Esta expressão circulou na década de 1950 para descrever uma pintura abstrata atenta à luz, cor e toque Mitchell participou de exposições associadas a esta noção em 1957 e 1958.
O que funciona para comparar como prioridade?
Podemos juntá-los Nenúfares e Agapanthus de Monet às pinturas florais de Mitchell, as últimas pontes japonesas de seus emaranhados verdes, o Glicinas dos seus polípticos e superfícies de água Rio.
Que exposição reuniu Monet e Mitchell?
A Fundação Louis Vuitton apresentou "Monet - Mitchell" de 5 de outubro de 2022 a 27 de fevereiro de 2023, com aproximadamente sessenta obras O Museu de Arte de Saint Louis apresentou então uma exposição de vinte e quatro pinturas em 2023, doze por artista.
Onde ver uma grande obra de Joan Mitchell perto de Giverny?
O Museu Giverny do Impressionismo preserva O Grande Vale IX, pintado em 1983. sua apresentação pode variar dependendo de enforcamentos e empréstimos; você deve verificar o programa do museu antes de visitar.
Por que seus grandes formatos são tão importantes?
Eles impedem que o trabalho seja capturado de uma só vez O espectador deve se mover, seguir ritmos e aceitar a visão periférica A paisagem se torna uma experiência física em vez de uma pequena janela emoldurada.
Qual Monet você deve escolher para entender esse diálogo?

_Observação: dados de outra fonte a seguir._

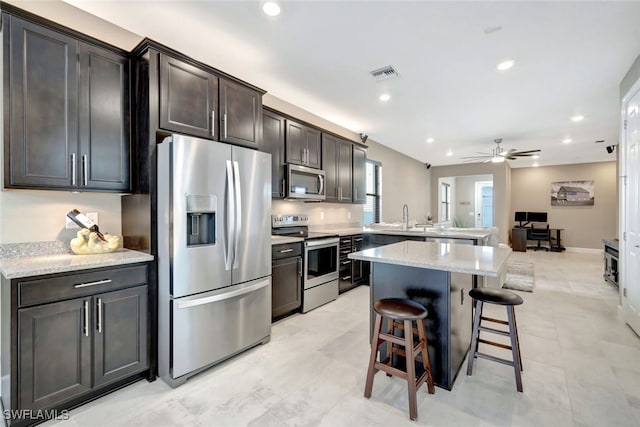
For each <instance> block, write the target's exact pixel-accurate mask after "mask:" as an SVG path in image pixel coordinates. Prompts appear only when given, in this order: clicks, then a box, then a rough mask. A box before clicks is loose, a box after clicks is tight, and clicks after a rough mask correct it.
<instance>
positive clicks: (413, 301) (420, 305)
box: [364, 298, 435, 420]
mask: <svg viewBox="0 0 640 427" xmlns="http://www.w3.org/2000/svg"><path fill="white" fill-rule="evenodd" d="M373 310H374V311H375V312H376V319H375V325H374V327H373V337H372V339H371V356H370V357H369V368H368V370H367V381H366V384H365V389H364V396H365V397H366V398H369V397H371V391H372V389H373V377H374V375H375V374H376V373H377V372H378V371H383V372H386V374H387V375H388V376H391V375H394V376H398V377H400V378H403V379H405V380H406V381H407V386H408V393H409V418H411V419H412V420H415V419H416V418H417V417H418V409H417V400H416V393H417V389H418V388H419V387H420V386H421V385H422V383H424V382H426V383H427V388H428V391H429V393H430V394H434V393H435V387H434V384H433V375H432V372H431V362H430V361H429V350H428V348H429V346H428V343H427V334H426V331H425V327H424V319H425V318H426V317H427V315H428V311H427V309H426V308H424V307H423V306H422V305H420V304H418V303H417V302H415V301H412V300H410V299H405V298H386V299H381V300H378V301H376V302H375V303H374V304H373ZM385 319H386V322H387V328H386V332H381V331H382V327H383V321H384V320H385ZM414 322H415V323H416V327H415V328H414V327H413V323H414ZM396 329H399V330H402V331H403V332H404V334H403V335H404V336H403V337H401V336H397V335H395V331H396ZM414 333H415V334H417V335H418V343H417V344H415V343H414V336H413V335H414ZM382 343H386V345H387V347H386V358H385V359H384V360H381V361H377V357H378V350H379V347H380V344H382ZM400 346H401V347H403V348H399V347H400ZM393 354H396V355H399V356H402V357H404V358H405V360H406V371H402V370H400V369H399V368H397V367H395V366H393V364H392V359H393V357H392V356H393ZM416 361H421V362H422V366H423V368H424V372H423V373H422V374H421V375H420V376H419V377H418V378H417V379H416V366H415V364H416Z"/></svg>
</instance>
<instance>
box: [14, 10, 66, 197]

Comece com os grandes Nenúfares, Agapanthus, Glicinos, Salgueiros-chorões e versões tardias da Ponte Japonesa, São as obras onde o contorno, o horizonte e a profundidade se tornam os mais instáveis.
Fontes verificadas
Museus, fundações e documentos de referência
As datas, locais, citações, métodos de trabalho e conexões são baseados principalmente na Fundação Louis Vuitton, na Fundação Joan Mitchell, no Museu de Arte de Saint Louis, no MoMA e no Musée de l'Orangerie.
Fundação Louis Vuitton
Diálogo, Reavivamento Monet, independência de Mitchell, sensação, sentimentos e jornada de cerca de sessenta obras.
Biografia oficialFundação Joan Mitchell
Chicago, Nova Iorque, Paris, Vétheuil, paisagens memorizadas, carreira e património.
Locais e workshopsA Torre em Vétheuil
Aquisição a partir de 1967, instalação a partir de 1968, vistas, jardins, oficina noturna e luz elétrica.
Principais trabalhosMitchell por sua série
Girassol, Campo Arado, Calcanhar, Sentar, Ficar, O Grande Vale IX e os últimos trabalhos.
Exposição 2023Museu Arte Saint Louis
Vinte e quatro pinturas, doze por artista, em torno de árvores, água, jardins e formatos panorâmicos.
Guia científicoTranscrição áudio
Tília, Agapanthus, glicínias, ponte japonesa, rio, espaço pictórico, horticultura e material.
Reavivamento MonetMoMA
Aquisição americana de 1955 e nova leitura das grandes composições da época do expressionismo abstrato.
RecepçãoMuseu Orangery
O último Monet como ponte crítica para a abstração americana e a noção de impressionismo abstrato.